Ele se arrastou de volta e com muito esforço, conseguiu se sentar.
A princesa só pôde assistir enquanto ele se afastava.
— Fique longe de mim. Não se aproxime. Nunca mais.
Star enxugou o choro com a manga.
— Não importa quanto leve. Vou te curar. Eu te prometo.
Já longe, sem olhar para trás, ele respondeu:
— Não o faça. Eu só tenho mais uns seis meses.
Seja feliz. Já é o bastante.
Depois que ele cruzou o corredor, Star, sem forças, tombou de joelhos no chão.
....
— Ei, a garota nova está te procurando.
Marco se virou para responder Janna. Era uma das poucas pessoas que ainda falavam com ele.
Pelo menos, sem sentir nojo das cicatrizes.
— Eu sei. Preciso ficar na sua casa, por um tempo.
— Se quer perder a virgindade antes da formatura, tá jogando uma boa oportunidade fora. Ela está desesperada, atrás de você.
— Ah, é claro, isso realmente tem chance de acontecer.
Provavelmente não vou estar vivo até lá, de qualquer forma.
— Seu otimismo é comovente.
— Presta atenção. Ela vai direto pra minha casa, então preciso ficar na sua.
— Vai ficar se escondendo, agora? Quem é ela, afinal?
Ele revirou os olhos.
— Sua melhor amiga, na qual eu usei ocultismo para passar os machucados dela pra mim.
— Ah, tá. Faz sentido. E eu não lembro disso, porque....
— Porque eu usei um livro de feitiços e muito sangue de unicórnio, num ritual ancestral, que incluía apagar a memória de todos.
Daí ninguém se lembraria de nada. Ninguém sentiria culpa ou saudades.
E ela poderia ser feliz, sem se lembrar, enquanto eu morro da forma mais excruciante possível, no lugar dela.
— Você teve muito tempo para imaginar isso, não teve?
Marco deu de ombros.
— Taí.
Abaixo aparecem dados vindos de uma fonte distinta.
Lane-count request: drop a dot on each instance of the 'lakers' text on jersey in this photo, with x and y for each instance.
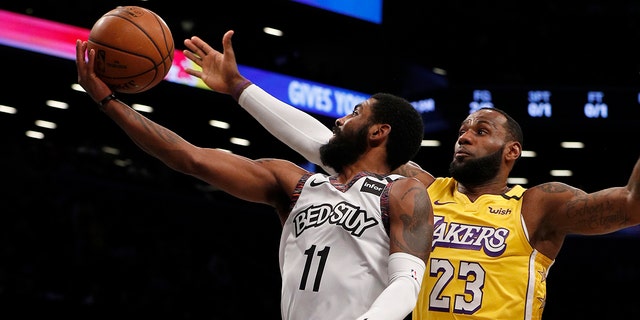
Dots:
(480, 254)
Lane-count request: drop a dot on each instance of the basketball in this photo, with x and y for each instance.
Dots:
(134, 49)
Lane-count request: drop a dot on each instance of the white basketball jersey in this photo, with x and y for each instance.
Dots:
(334, 247)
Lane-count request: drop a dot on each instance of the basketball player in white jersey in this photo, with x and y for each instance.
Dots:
(353, 244)
(493, 244)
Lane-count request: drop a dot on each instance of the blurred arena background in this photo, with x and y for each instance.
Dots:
(93, 228)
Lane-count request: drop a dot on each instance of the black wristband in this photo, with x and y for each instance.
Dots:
(106, 99)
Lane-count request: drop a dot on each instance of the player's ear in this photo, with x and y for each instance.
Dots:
(514, 150)
(379, 131)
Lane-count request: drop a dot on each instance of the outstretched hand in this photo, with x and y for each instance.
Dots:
(219, 70)
(87, 78)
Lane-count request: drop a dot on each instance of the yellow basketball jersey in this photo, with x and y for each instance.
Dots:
(482, 265)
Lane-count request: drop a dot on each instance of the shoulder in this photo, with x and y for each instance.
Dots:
(406, 186)
(548, 197)
(412, 169)
(552, 190)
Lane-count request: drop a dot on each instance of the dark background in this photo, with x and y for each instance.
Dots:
(82, 237)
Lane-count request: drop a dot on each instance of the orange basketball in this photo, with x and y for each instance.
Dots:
(134, 49)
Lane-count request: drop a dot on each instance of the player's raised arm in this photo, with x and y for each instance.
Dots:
(219, 70)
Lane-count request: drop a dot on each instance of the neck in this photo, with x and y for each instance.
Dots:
(473, 192)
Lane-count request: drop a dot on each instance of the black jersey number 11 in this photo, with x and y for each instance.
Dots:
(323, 254)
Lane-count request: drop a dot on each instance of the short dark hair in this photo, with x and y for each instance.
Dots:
(514, 131)
(407, 127)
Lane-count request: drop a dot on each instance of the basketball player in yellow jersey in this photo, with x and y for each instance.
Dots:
(493, 243)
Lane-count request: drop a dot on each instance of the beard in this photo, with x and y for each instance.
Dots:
(474, 172)
(344, 149)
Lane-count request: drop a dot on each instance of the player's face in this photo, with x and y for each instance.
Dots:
(478, 154)
(476, 171)
(349, 141)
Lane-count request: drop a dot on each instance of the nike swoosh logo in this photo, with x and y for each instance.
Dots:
(315, 184)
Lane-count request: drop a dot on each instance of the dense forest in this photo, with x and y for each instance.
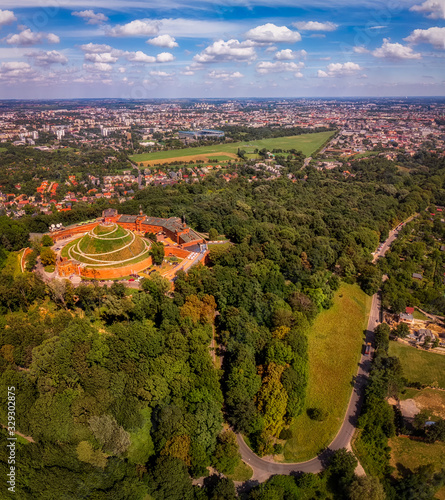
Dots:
(120, 392)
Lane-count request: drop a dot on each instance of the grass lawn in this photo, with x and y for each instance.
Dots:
(12, 263)
(137, 248)
(242, 472)
(418, 315)
(409, 453)
(420, 366)
(307, 143)
(335, 342)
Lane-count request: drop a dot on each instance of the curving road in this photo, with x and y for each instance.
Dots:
(263, 469)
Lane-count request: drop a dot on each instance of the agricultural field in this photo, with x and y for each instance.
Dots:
(307, 143)
(335, 341)
(420, 366)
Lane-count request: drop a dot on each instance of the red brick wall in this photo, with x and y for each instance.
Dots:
(72, 231)
(179, 252)
(116, 272)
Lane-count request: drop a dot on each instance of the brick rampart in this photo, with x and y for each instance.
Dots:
(72, 231)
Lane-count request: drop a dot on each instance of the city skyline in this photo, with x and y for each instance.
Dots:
(133, 49)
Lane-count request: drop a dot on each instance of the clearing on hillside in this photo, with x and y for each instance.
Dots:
(335, 342)
(307, 143)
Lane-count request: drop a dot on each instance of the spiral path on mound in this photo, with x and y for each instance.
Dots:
(76, 253)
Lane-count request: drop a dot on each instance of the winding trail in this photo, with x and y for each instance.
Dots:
(264, 469)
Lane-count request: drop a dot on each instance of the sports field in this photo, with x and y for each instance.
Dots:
(335, 342)
(420, 366)
(307, 143)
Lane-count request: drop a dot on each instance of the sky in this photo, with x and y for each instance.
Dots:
(143, 49)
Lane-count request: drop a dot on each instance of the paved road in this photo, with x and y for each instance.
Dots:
(263, 469)
(392, 236)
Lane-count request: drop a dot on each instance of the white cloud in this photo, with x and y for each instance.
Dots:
(160, 73)
(96, 48)
(91, 17)
(434, 8)
(224, 75)
(435, 36)
(6, 17)
(139, 56)
(395, 51)
(315, 26)
(45, 58)
(196, 28)
(16, 71)
(165, 57)
(105, 57)
(339, 69)
(361, 50)
(139, 27)
(98, 67)
(52, 38)
(232, 50)
(270, 33)
(163, 41)
(28, 37)
(288, 54)
(13, 66)
(265, 67)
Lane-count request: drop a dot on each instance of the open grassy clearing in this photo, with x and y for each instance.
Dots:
(135, 253)
(12, 263)
(420, 366)
(408, 453)
(242, 472)
(307, 143)
(418, 315)
(89, 244)
(335, 342)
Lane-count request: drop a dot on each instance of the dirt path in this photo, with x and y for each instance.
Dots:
(28, 438)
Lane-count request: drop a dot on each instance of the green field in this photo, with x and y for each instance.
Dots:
(12, 264)
(135, 252)
(409, 453)
(307, 143)
(335, 342)
(420, 366)
(242, 472)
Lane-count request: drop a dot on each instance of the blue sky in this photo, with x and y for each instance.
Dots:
(229, 48)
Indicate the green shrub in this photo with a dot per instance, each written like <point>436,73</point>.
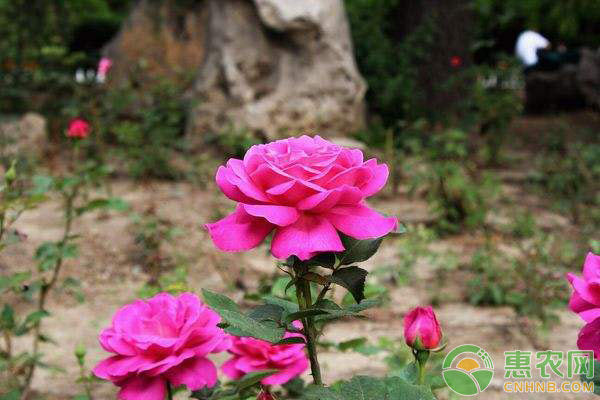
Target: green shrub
<point>570,173</point>
<point>146,128</point>
<point>389,65</point>
<point>457,192</point>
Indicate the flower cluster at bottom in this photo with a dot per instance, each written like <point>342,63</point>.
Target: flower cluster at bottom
<point>585,301</point>
<point>166,340</point>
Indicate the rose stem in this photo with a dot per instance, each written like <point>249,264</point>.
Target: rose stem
<point>305,302</point>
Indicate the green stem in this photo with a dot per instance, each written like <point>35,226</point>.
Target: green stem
<point>422,371</point>
<point>46,287</point>
<point>310,331</point>
<point>421,357</point>
<point>169,391</point>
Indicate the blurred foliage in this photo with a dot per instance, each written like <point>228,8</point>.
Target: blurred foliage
<point>569,172</point>
<point>458,192</point>
<point>43,42</point>
<point>389,65</point>
<point>528,276</point>
<point>147,126</point>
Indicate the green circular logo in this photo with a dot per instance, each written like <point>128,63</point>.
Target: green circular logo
<point>468,375</point>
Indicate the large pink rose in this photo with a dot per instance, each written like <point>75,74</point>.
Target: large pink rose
<point>589,338</point>
<point>306,190</point>
<point>250,355</point>
<point>163,339</point>
<point>585,300</point>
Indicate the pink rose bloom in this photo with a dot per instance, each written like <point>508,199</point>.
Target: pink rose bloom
<point>159,340</point>
<point>251,355</point>
<point>306,190</point>
<point>78,128</point>
<point>589,338</point>
<point>585,300</point>
<point>265,396</point>
<point>103,67</point>
<point>421,329</point>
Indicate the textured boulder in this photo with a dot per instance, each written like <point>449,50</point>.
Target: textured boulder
<point>274,67</point>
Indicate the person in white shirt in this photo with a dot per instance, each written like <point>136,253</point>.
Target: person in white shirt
<point>528,44</point>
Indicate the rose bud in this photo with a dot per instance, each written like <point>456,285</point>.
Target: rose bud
<point>79,128</point>
<point>421,329</point>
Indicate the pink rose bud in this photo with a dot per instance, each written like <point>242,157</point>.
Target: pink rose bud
<point>421,329</point>
<point>78,128</point>
<point>305,190</point>
<point>265,396</point>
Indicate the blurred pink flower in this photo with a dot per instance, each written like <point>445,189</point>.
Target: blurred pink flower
<point>251,355</point>
<point>305,189</point>
<point>159,340</point>
<point>265,396</point>
<point>78,128</point>
<point>103,67</point>
<point>589,338</point>
<point>585,299</point>
<point>421,329</point>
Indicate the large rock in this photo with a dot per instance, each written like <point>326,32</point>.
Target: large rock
<point>275,67</point>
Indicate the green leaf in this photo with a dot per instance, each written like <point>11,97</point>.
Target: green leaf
<point>13,281</point>
<point>267,312</point>
<point>292,340</point>
<point>358,250</point>
<point>369,388</point>
<point>352,279</point>
<point>253,378</point>
<point>241,324</point>
<point>7,318</point>
<point>42,184</point>
<point>218,301</point>
<point>288,306</point>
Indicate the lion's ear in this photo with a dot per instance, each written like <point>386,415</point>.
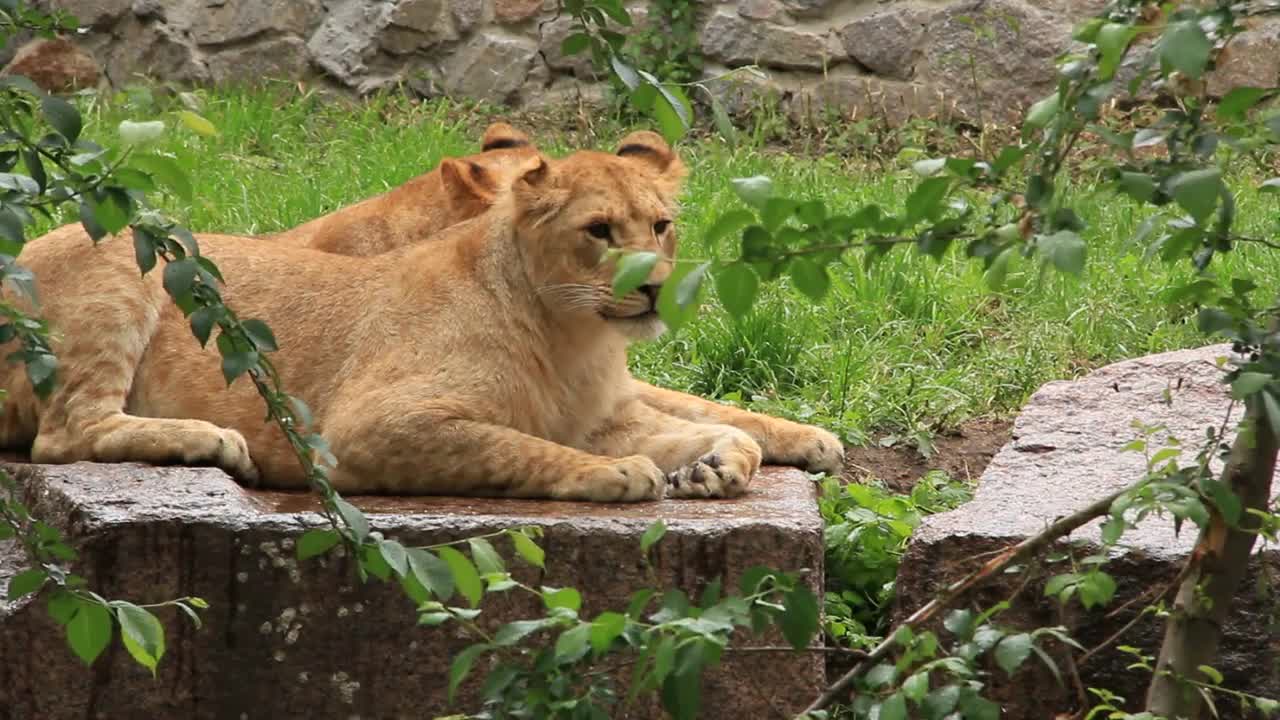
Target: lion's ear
<point>499,136</point>
<point>467,182</point>
<point>650,149</point>
<point>538,194</point>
Tive sim. Matou a pau.
— Sério? Minha melhor amiga? Ela é muito alto-astral pro meu gosto.
De verdade, quem ela é?
— É o amor da minha vida. Que eu tive que deixar.
—Por que?
Ele jogou mais dois antidepressivos na garganta, à seco.
— Vai por mim, não acreditaria se eu te contasse.